We were on our way to the reputed houses of Judas and Ananias. About eighteen or nineteen hundred years ago, Saul, a native of Tarsus, was particularly bitter against the new sect called Christians, and he left Jerusalem and started across the country on a furious crusade against them. He went forth "breathing threatenings and slaughter against the disciples of the Lord."

"And as he journeyed, he came near Damascus, and suddenly there shined round about him a light from heaven:

"And he fell to the earth and heard a voice saying unto him, 'Saul, Saul, why persecutest thou me?'

"And when he knew that it was Jesus that spoke to him he trembled, and was astonished, and said, 'Lord, what wilt thou have me to do?'"

He was told to arise and go into the ancient city and one would tell him what to do. In the meantime his soldiers stood speechless and awe- stricken, for they heard the mysterious voice but saw no man. Saul rose up and found that that fierce supernatural light had destroyed his sight, and he was blind, so "they led him by the hand and brought him to Damascus." He was converted.

Paul lay three days, blind, in the house of Judas, and during that time he neither ate nor drank.

There came a voice to a citizen of Damascus, named Ananias, saying, "Arise, and go into the street which is called Straight, and inquire at the house of Judas, for one called Saul, of Tarsus; for behold, he prayeth."

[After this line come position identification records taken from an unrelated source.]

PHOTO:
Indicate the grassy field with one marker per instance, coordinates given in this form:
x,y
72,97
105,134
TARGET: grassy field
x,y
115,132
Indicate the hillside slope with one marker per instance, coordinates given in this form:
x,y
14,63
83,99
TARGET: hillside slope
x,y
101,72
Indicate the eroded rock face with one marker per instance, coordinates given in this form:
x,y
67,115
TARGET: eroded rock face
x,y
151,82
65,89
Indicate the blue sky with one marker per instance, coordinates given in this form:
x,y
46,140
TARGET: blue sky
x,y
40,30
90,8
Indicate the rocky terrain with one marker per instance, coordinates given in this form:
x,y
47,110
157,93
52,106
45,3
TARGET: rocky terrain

Ananias did not wish to go at first, for he had heard of Saul before, and he had his doubts about that style of a "chosen vessel" to preach the gospel of peace. However, in obedience to orders, he went into the "street called Straight" (how he found his way into it, and after he did, how he ever found his way out of it again, are mysteries only to be accounted for by the fact that he was acting under Divine inspiration.) He found Paul and restored him, and ordained him a preacher; and from this old house we had hunted up in the street which is miscalled Straight, he had started out on that bold missionary career which he prosecuted till his death. It was not the house of the disciple who sold the Master for thirty pieces of silver. I make this explanation in justice to Judas, who was a far different sort of man from the person just referred to. A very different style of man, and lived in a very good house. It is a pity we do not know more about him.

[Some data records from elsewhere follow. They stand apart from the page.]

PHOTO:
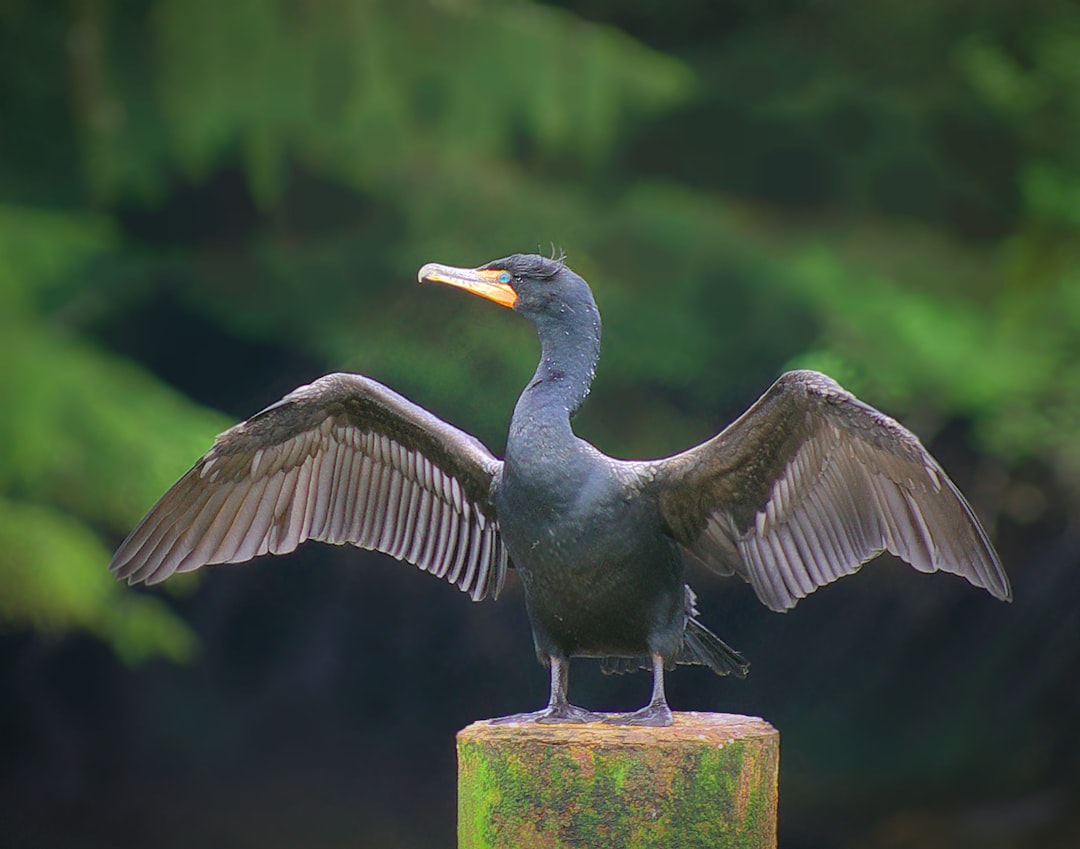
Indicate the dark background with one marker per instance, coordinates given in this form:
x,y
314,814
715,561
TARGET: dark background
x,y
204,204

I have given, in the above paragraphs, some more information for people who will not read Bible history until they are defrauded into it by some such method as this. I hope that no friend of progress and education will obstruct or interfere with my peculiar mission.

The street called Straight is straighter than a corkscrew, but not as straight as a rainbow. St. Luke is careful not to commit himself; he does not say it is the street which is straight, but the "street which is called Straight." It is a fine piece of irony; it is the only facetious remark in the Bible, I believe. We traversed the street called Straight a good way, and then turned off and called at the reputed house of Ananias. There is small question that a part of the original house is there still; it is an old room twelve or fifteen feet under ground, and its masonry is evidently ancient. If Ananias did not live there in St. Paul's time, somebody else did, which is just as well. I took a drink out of Ananias' well, and singularly enough, the water was just as fresh as if the well had been dug yesterday.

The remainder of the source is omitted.